None of this is surprising, after all, these are unprecedented times and nearly everything related to death and grieving in the era of Covid-19 has compelled us all to think and act in new ways.
The moment of death itself has been transformed for Covid-19 patients and their loved ones. Most, if not all, die alone, for strict quarantine protocols now keep all but a handful of doctors and nurses from close contact with the patient. Heartbroken for the dying and their families, Dr. Ee Tay, Director of the Pediatric ER at New York’s Bellevue Hospital, launched a fundraising initiative tied to her birthday that enabled her to secure 650 iPads, a tech tool preferred for having the video capability most conducive to serving patients who are intubated. Dr. Tay told People Magazine that “even though the patients can’t necessarily speak to the family members, the family members [can] perhaps bid them goodbye and [send] well wishes and words of comfort during that time.”
Covid-19 has disrupted the way funeral homes operate, with some unable to take more dead. With so many travel restrictions, even close family and next of kin cannot always make it in person, and when they do, only a small number are permitted to gather. My friend and colleague Rabbi Rachel Ain of the Sutton Place Synagogue in New York, at the epicenter of the outbreak here in the U.S., shared with me that she has done multiple funerals from her NYC apartment via Zoom. Clergy in the NY area are often unable to be present at the burial though some like my friend and colleague Rabbi Micah Peltz, from Temple Beth Sholom in Cherry Hill, NJ officiated at several graveside funerals this week, noting that the number of participants was limited to well under 10 including the Rabbi and funeral director.

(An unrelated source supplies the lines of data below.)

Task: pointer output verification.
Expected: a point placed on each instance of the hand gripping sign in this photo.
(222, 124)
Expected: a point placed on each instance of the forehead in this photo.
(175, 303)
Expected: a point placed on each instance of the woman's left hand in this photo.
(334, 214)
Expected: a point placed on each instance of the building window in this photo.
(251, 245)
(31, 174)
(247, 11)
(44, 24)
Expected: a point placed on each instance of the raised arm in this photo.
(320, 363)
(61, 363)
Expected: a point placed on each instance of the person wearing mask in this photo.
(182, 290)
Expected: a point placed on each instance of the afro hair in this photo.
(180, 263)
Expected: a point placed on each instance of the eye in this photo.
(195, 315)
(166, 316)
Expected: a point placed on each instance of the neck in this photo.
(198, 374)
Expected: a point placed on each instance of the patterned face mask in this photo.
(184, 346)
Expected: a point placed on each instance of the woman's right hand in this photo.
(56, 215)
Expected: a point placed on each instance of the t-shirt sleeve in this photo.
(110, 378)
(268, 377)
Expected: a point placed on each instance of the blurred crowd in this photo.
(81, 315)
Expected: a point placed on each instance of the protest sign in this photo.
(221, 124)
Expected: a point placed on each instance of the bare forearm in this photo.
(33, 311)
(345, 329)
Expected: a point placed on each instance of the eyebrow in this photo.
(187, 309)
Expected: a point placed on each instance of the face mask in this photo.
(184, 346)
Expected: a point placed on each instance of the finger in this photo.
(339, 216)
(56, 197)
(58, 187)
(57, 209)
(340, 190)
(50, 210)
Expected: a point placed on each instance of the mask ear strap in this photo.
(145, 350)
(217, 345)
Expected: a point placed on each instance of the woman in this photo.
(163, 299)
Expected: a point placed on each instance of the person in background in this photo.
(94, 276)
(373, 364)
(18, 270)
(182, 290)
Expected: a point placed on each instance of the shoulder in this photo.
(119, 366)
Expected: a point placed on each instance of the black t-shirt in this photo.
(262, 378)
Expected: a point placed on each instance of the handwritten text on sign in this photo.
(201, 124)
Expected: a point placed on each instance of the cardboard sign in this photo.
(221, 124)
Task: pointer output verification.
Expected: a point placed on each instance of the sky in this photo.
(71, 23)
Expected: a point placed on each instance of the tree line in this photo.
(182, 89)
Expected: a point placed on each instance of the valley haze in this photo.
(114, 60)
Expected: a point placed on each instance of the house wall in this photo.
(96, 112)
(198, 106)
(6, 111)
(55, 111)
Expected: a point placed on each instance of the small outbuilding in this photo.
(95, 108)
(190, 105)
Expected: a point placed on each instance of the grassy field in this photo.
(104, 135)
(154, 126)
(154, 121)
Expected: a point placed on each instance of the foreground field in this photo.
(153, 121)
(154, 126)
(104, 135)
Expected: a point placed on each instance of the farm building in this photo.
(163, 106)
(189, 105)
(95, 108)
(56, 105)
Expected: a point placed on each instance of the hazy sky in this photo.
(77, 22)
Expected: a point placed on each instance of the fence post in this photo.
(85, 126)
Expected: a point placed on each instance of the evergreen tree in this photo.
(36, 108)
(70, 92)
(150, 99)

Some in the tri-state area who die without the money, family or identity required to get a proper funeral are destined for Hart Island, 101 acres of wind-swept sand and trees half a mile off the New York City borough of the Bronx. More than 1 million people have been buried on Hart Island over a 141 year period (according to Adam Geller of the Associated Press), with images of mass burials making headline news each day.
The sadness these stories evoke stem from the realization that death and dying are so much more difficult to respond to from a social distance. Our sacred moments of viduy (confessional prior to death), kevurah (burial), seudat havra’ah (meal after a burial), shiva, kaddish and so many other rituals related to death and mourning that derive much of their power from the interpersonal connections and communal support have devolved as a result of the exigencies of the moment into mostly solitary experiences.
Yet, creativity borne of necessity has led to new rituals to forge community and new networks to comfort the dying and the mourner. Former Krieger Schechter student, friend and spouse of a rabbinic colleague, Jane-Rachel (Sanow) Schonbrun has modeled this for us as she, her sister Lieba and their families will begin the shiva period for their beloved mother Joan Sanow z”l, immediately following the holiday. Their shiva includes “virtual hours,” special “rooms” dedicated to each family member, a comprehensive online Zoom minyan schedule (password protected of course), as well as instructions on where to make donations and how to donate meals for each family. There is also a form one can fill out to submit stories and memories and to upload pictures.
This year will be the first time I will not recite Yizkor for my father Rabbi Gershon Schwartz z”l (full disclosure, I did not recite Yizkor for my brother Eliezer z”l in 2004 as my father died suddenly on the 6th day of Pesach and therefore I was of the status called an onen, one in the process of burying the dead and thus not obligated in positive, time-bound mitzvot).
Yet, I marked his yahrzeit through a Zoom minyan with friends and family from all over the northeast. In some ways this format brought me closer to others who continue to remember and miss my father, something I would not have experienced had my family and I each gone to our own synagogue minyanim to recite kaddish.
So our sadness and sense of disorientation is tempered by the new ways that we are developing to hold on to the core values of our rituals. This year, more than ever let us reaffirm life as we find ways to honor those we love and to keep their memories alive. And may we celebrate the adaptability of our Jewish traditions which enables us to find meaningful new ways to do so.